So the American president stood on the mound, kicking the rubber. He spent a few pensive moments grinding the ball between his fingers, finding the seams, doing his best imitation of a major league hurler.
If you've ever been to a game, you know that the night sky above the ballpark seems closer to you. It feels so close that you could almost reach up from your seat and touch it -- touch that black velvet stretching from horizon to horizon.
Last Thursday night, with the president throwing out the first pitch and opening World Series play in New York, no one had to reach up. That night sky came down upon Yankee Stadium -- upon the president -- and enveloped him the way the cheers of 50,000 fans enveloped him.
This single man, dwarfed by both the immensity of the field he stood on and the historic mission upon his shoulders, stood defiantly. He didn't have to be there that night. He didn't have to put himself in the open air. He didn't have to give one would-be assassin a clear shot under the stadium's hot lights.

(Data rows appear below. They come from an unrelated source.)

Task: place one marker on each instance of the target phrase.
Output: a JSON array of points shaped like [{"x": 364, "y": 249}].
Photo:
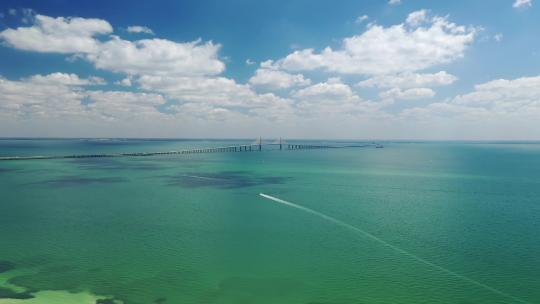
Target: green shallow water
[{"x": 193, "y": 228}]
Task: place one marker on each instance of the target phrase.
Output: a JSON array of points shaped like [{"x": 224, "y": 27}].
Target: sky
[{"x": 372, "y": 69}]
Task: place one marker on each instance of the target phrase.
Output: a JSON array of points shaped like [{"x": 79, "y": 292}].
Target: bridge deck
[{"x": 237, "y": 148}]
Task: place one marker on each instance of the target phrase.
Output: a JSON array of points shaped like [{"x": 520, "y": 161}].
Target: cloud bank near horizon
[{"x": 179, "y": 88}]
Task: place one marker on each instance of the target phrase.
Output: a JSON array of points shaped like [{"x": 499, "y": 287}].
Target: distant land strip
[{"x": 238, "y": 148}]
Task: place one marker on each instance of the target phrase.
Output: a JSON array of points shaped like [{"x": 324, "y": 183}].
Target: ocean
[{"x": 413, "y": 222}]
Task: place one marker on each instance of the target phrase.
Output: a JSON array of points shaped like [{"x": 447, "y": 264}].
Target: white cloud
[
  {"x": 126, "y": 82},
  {"x": 332, "y": 90},
  {"x": 158, "y": 57},
  {"x": 361, "y": 19},
  {"x": 409, "y": 80},
  {"x": 512, "y": 104},
  {"x": 504, "y": 95},
  {"x": 60, "y": 96},
  {"x": 66, "y": 79},
  {"x": 409, "y": 94},
  {"x": 522, "y": 3},
  {"x": 139, "y": 29},
  {"x": 147, "y": 56},
  {"x": 275, "y": 79},
  {"x": 385, "y": 50},
  {"x": 58, "y": 35},
  {"x": 416, "y": 18}
]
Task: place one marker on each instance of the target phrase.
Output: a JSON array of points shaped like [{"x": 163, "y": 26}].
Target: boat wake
[{"x": 393, "y": 247}]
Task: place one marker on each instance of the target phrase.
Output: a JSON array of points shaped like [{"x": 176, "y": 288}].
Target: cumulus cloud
[
  {"x": 275, "y": 79},
  {"x": 126, "y": 82},
  {"x": 218, "y": 91},
  {"x": 58, "y": 35},
  {"x": 158, "y": 57},
  {"x": 332, "y": 90},
  {"x": 419, "y": 43},
  {"x": 139, "y": 29},
  {"x": 409, "y": 80},
  {"x": 522, "y": 3},
  {"x": 361, "y": 19},
  {"x": 409, "y": 94},
  {"x": 60, "y": 96},
  {"x": 416, "y": 18},
  {"x": 516, "y": 100},
  {"x": 147, "y": 56},
  {"x": 66, "y": 79}
]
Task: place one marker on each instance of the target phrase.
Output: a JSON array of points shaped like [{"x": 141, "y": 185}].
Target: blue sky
[{"x": 348, "y": 69}]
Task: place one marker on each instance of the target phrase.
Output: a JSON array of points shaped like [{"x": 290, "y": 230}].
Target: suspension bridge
[{"x": 257, "y": 145}]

But he was there. And because of that, what he put forth was a vision of surity, one as sure as the strike he threw across the plate.
In the sea of doubt and disillusion that has flowed from Sept. 11, what the president's throw said was that baseball is still here, even in the city of our greatest pain. And because baseball is still here, it's an undeniable symbol that we all -- as a nation -- are still here.
Baseball players will tell you that they feel small during these times, that they're just playing a boy's game in a cruel world which, at the end of the day, will mean little if anything at all.
But the players are wrong. Short of picking up a gun and shipping out, there is nothing more important they could be doing. One could say they're getting on with their lives just like any other working man, but it's more than that.
Because these athletes are not just playing for themselves. They're playing for every young boy who dreams to be where they are. They're playing for every man who still lives out the dreams he abandoned long ago in his mind. They play to keep these dreams going.
As bombs cut through the Afghanistan sky, Tino, Jeter and Brosius were sending their own bombs into the New York night, destroying despair and any notion of inner surrender to fear.
Because, in America, we still have heroes, we still have triumphs and we'll never run out of things to cheer for. Baseball reminds us of that.
The all of baseball history is a continuum. From spring to spring, from summer to summer and from autumn to autumn, it's as eternal a cycle as you'll find in our protean culture. We are a nation obsessed with newness, with leaving things not remembered for things soon to be forgotten.
But baseball is a sure thing, as sure as the sound of a home run as it leaves the bat. These teams, these players -- the story of one baseball season -- always stay the same. It's only the faces that change.
Today's Derek Jeter was yesterday's Joe Carter. Before that, it was Pudge Fisk.
Koufax and Drysdale have become Johnson and Schilling.
Rollie Fingers is not gone. Because he's still there on the mound, in Mariano Rivera, still closing out the ninth.
This genealogy stretches back too far and spreads too wide for my young mind to chart. But it doesn't need to be charted. Because what every generation before me witnessed is here again, happening again. The history of baseball truly -- and wonderfully -- repeats itself.
Those bottom-of-the-ninth shots launched into the New York night were less miracles than they were echoes. Echoes rippling from a thousand nights like these World Series nights when the hopes and dreams of a nation were poured into one game, one at-bat -- one marvelous hit.
The echoes keep coming back. They move throughout the country and grow in volume. They reach into every home with a TV set tuned to the game. They reach into every heart hinged to balls and strikes. We cling to the continuity they offer. It's a gauge by which we know who we are, a gauge which reminds us that we are not about to change.
We always return to baseball.
We return to it like a monument. We pass it down like an heirloom. We cherish it like an old family story that never seems old.
After two months of horror, Arizona and New York gave us a week of wonder. But it wasn't magic driving these games.
It was history. A baseball century moving undeniably into the next. The American Spirit moving right beside it. Alex Wong is a senior English major from Wyckoff, N.J.